Methods: This project combines in vivo and in vitro loss- and gain-of function studies. We generated SMC-specific (Myh11-ERT2Cre YFP) Vcl (Vinculin), Ilk (Integrin-linked kinase), and Ptk2 (Focal Adhesion Kinase) KO mouse lines and treated them with b-Aminopropionitrile (BAPN) to induce TAA. Mouse survival, aorta morphology, cell composition, and apoptosis (TUNEL) were analyzed. In vitro, we tested effect of shRNA-mediated FAK knockdown (KD) or FAK overexpression (full length and kinase-dead (DK) FAK constructs) on SMC propensity to gliotoxin-induced anoikis (cell apoptosis due to detachment).

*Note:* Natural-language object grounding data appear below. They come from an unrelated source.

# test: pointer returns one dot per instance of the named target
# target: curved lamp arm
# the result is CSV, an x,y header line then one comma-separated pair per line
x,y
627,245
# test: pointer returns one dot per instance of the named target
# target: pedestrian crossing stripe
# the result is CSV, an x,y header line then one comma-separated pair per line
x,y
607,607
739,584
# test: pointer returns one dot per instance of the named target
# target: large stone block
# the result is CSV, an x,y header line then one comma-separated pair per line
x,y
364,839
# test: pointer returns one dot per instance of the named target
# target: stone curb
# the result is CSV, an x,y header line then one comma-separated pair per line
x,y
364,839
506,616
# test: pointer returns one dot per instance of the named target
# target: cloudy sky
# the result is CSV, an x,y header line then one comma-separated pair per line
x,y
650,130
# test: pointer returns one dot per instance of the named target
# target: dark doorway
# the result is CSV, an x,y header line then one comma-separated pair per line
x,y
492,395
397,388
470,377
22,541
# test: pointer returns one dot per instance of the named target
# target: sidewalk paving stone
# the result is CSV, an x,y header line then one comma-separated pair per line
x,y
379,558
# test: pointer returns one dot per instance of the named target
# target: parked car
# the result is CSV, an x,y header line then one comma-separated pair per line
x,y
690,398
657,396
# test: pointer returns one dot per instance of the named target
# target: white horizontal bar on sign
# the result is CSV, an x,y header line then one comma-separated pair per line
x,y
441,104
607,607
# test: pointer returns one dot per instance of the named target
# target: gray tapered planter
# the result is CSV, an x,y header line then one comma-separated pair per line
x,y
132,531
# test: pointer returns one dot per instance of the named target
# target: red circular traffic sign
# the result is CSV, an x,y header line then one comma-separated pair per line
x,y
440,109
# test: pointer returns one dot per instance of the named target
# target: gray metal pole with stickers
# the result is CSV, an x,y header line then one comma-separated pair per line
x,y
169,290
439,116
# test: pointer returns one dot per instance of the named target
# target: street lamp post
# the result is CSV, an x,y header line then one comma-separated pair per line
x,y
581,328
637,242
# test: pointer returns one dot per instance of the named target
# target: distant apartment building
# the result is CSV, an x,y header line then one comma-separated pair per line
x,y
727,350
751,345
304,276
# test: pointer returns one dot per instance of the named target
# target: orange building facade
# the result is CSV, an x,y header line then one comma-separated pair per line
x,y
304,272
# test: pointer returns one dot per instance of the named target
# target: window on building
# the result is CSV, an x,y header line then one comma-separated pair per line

Results: Analysis of scRNAseq data from Marfan mouse (Fbn1^+/C1041G) aorta revealed a complex expression profile of FA pathway genes with upregulation of ECM and integrin genes and downregulation of intracellular FA components including Vcl, Ilk, Tes, Limd1 suggesting a defect in propagation of mechanotransduction signaling. Similarly, ILK and VCL protein expression was decreased in the aorta of TAA patients. In vivo, SMC-specific KO of Vcl, Ilk, and Ptk2 (FAK) exacerbates BAPN-induced increasing mortality, aortic dilation, ECM degradation and SMC apoptosis compared to wildtype littermates. In vitro, FAK KD increase gliotoxin-induced anoikis through promoting SMC detachment and apoptosis while overexpressing full length and KD FAK in shFAK SMCs reestablished anoikis resistance. This data demonstrate a kinase-independent protective effect of FAK against anoikis.
Conclusions: Maintenance of FA protein expression (Vcl, Ilk, and FAK) confers protection against TAA progression, and SMC anoikis. FA beneficial effects are independent of FAK kinase activity and are likely due structural integrity necessary for proper force propagation.